Her fingers trace the edge of the box. “Would it be okay if I took these up to my room?”
“Of course.” I hesitate. “Just... remember those were written by a confused kid who didn’t know how to handle his emotions. I’m not that angry kid anymore.”
“I know,” she says softly, clutching the box to her chest. “Neither am I.”
As she stands to leave, I fight the urge to reach for her, to ask her to stay and read them with me. But I know this is something she needs to do alone.
“I’ll be down in a bit,” she murmurs, already heading for the stairs.
I watch her go, my heart hammering against my ribs. What if she hates what she reads? What if my words only make things worse? But it’s too late. The box is in her hands, and all I can do is wait.
Needing something to keep my hands busy, I head to the kitchen and start pulling ingredients from the fridge. Cooking has always calmed me. Something about the methodical process of chopping, measuring, and combining flavors grounds me when my thoughts start spinning out of control.

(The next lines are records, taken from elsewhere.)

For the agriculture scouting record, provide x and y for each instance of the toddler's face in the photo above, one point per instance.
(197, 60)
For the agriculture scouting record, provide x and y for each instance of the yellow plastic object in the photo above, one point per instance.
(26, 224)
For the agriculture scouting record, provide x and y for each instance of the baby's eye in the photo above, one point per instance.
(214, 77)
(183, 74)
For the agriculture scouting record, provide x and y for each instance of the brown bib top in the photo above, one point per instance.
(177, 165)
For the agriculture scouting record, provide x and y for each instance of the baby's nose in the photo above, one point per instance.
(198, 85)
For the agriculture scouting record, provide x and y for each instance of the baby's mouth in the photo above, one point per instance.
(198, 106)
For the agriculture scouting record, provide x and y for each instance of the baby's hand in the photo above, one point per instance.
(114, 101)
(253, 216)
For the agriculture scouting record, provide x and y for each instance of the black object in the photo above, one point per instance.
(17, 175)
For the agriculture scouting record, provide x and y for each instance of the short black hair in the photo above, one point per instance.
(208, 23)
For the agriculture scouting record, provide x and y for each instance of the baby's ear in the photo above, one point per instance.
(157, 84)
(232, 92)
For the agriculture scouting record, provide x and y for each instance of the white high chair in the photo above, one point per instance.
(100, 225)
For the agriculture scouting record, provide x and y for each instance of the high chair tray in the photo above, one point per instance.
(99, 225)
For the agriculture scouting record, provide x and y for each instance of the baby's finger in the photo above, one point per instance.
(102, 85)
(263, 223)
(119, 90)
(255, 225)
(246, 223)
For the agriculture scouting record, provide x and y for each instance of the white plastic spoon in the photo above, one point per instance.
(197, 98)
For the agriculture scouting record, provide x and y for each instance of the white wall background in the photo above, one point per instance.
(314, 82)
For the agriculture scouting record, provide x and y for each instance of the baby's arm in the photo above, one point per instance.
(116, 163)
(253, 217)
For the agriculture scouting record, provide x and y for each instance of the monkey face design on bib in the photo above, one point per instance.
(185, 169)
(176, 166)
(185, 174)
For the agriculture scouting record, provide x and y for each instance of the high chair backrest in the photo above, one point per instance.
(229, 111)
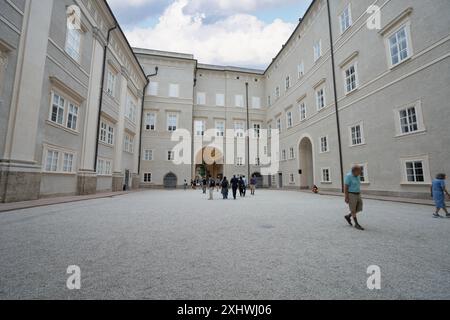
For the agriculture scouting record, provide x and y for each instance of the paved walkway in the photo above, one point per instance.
(177, 245)
(51, 201)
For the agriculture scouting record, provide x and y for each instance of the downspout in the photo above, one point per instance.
(100, 103)
(338, 124)
(142, 116)
(248, 132)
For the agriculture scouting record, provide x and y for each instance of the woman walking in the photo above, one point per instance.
(438, 192)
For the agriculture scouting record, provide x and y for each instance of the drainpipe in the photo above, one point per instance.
(338, 124)
(248, 132)
(100, 103)
(142, 115)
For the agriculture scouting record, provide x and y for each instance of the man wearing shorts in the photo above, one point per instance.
(353, 196)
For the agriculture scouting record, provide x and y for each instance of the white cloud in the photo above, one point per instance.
(239, 39)
(225, 7)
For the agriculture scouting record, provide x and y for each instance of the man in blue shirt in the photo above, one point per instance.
(353, 195)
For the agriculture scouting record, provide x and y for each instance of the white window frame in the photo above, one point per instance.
(348, 78)
(350, 129)
(320, 101)
(199, 133)
(424, 159)
(201, 98)
(153, 87)
(345, 19)
(111, 78)
(147, 177)
(289, 119)
(322, 175)
(149, 154)
(220, 100)
(417, 105)
(74, 43)
(239, 101)
(150, 121)
(326, 144)
(170, 127)
(303, 111)
(256, 102)
(409, 48)
(317, 47)
(301, 70)
(174, 90)
(219, 126)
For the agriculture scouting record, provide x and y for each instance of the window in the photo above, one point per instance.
(104, 167)
(320, 99)
(199, 126)
(153, 88)
(399, 47)
(106, 133)
(72, 117)
(288, 83)
(148, 155)
(68, 162)
(128, 143)
(220, 128)
(326, 175)
(239, 101)
(51, 164)
(239, 129)
(220, 100)
(302, 111)
(172, 122)
(415, 171)
(150, 121)
(289, 120)
(356, 135)
(317, 50)
(174, 90)
(345, 19)
(257, 130)
(201, 98)
(58, 107)
(73, 43)
(256, 103)
(408, 120)
(130, 111)
(350, 79)
(291, 178)
(147, 177)
(324, 144)
(301, 70)
(111, 83)
(279, 124)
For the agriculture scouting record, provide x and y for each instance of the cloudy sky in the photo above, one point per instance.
(246, 33)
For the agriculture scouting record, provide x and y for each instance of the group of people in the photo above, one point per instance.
(355, 202)
(236, 184)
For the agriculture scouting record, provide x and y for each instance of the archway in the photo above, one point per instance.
(170, 181)
(306, 163)
(209, 162)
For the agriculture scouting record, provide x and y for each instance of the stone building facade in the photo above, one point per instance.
(358, 82)
(50, 100)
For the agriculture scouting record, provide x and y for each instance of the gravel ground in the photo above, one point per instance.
(178, 245)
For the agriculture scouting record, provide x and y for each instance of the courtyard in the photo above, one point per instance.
(177, 245)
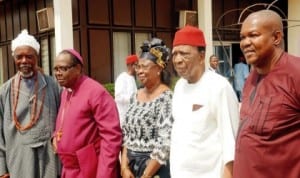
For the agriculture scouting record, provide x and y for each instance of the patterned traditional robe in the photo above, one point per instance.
(28, 154)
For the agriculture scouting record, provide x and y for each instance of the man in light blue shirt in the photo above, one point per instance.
(241, 72)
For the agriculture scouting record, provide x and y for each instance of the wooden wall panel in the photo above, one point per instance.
(100, 56)
(163, 13)
(122, 12)
(2, 24)
(76, 40)
(40, 4)
(24, 17)
(11, 63)
(5, 62)
(9, 23)
(143, 13)
(166, 37)
(32, 17)
(75, 12)
(16, 18)
(98, 11)
(182, 5)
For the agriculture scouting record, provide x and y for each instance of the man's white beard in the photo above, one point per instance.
(26, 75)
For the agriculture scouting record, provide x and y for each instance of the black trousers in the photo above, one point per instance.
(138, 162)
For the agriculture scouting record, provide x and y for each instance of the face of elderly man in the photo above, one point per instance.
(26, 60)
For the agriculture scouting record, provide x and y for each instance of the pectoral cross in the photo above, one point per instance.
(58, 135)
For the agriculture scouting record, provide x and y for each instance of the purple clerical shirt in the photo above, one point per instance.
(87, 114)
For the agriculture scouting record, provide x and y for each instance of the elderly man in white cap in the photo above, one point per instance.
(29, 103)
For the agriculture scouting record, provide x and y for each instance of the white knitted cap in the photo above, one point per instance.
(23, 39)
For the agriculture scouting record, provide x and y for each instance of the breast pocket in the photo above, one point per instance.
(268, 110)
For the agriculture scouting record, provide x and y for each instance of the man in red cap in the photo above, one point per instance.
(125, 86)
(205, 111)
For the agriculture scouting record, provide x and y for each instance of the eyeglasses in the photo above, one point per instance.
(63, 68)
(21, 56)
(144, 67)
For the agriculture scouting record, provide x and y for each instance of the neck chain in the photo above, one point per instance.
(59, 133)
(34, 116)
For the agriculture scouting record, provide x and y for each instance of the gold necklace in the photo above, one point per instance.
(59, 133)
(15, 98)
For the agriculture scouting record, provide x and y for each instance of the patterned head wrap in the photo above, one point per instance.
(156, 51)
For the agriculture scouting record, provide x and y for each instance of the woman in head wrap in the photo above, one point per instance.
(148, 121)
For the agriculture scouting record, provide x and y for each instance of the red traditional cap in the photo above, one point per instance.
(131, 59)
(76, 54)
(189, 35)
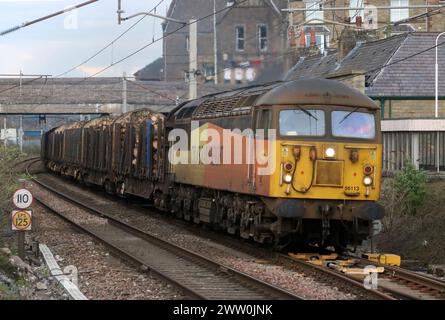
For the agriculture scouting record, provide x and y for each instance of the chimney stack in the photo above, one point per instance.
(346, 42)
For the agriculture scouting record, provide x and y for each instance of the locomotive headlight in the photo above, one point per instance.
(287, 178)
(367, 181)
(329, 152)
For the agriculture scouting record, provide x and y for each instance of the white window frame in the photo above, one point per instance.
(237, 38)
(319, 14)
(399, 14)
(354, 13)
(263, 38)
(324, 40)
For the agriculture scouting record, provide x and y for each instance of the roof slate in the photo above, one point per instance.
(412, 77)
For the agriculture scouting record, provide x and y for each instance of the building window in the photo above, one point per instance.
(262, 37)
(319, 41)
(239, 34)
(209, 72)
(227, 75)
(399, 14)
(354, 13)
(314, 4)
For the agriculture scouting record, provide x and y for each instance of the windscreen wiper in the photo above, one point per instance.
(347, 116)
(307, 112)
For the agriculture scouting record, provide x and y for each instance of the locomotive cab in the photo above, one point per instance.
(328, 163)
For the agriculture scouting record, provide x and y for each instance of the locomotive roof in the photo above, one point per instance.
(301, 91)
(316, 91)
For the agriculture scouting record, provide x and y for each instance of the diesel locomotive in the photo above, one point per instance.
(288, 162)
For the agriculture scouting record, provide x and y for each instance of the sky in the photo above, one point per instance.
(56, 45)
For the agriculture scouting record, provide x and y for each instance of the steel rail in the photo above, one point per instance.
(244, 280)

I decide on a simple pasta dish—something I learned to make in Italy while filming a romantic comedy a few years back. The chef on set had taken a liking to me and taught me a few tricks during our downtime.
As I chop garlic and onions, my mind trips over the fact that Lizzy’s upstairs reading through years of my unfiltered thoughts and feelings.
Those letters contain everything—grief over losing my parents, guilt over leaving without saying goodbye, my struggles as a kid living with grandparents I barely knew.
Then there’s the letters I wrote after I came back. A seventeen-year-old kid living in the same house as her. Sleeping in a bedroom down the hall. Those are the ones I’m having a hard time coming to terms with her reading.
I loved her. Even then. But—being the lost, angry asshole I was—I trampled down any residual feelings and stuck my dick in almost any girl in school that would let me.
Which was a lot.
Not much different than what I did trying to get her out of my head after moving here.
Flipping off the burner, I set the pan aside. It’ll keep for a while.
Not sure how long she’s going to be, I grab another beer from the fridge, trudge into the living room and turn on the TV.
An hour later, Lizzy still hasn’t made an appearance, so I head upstairs.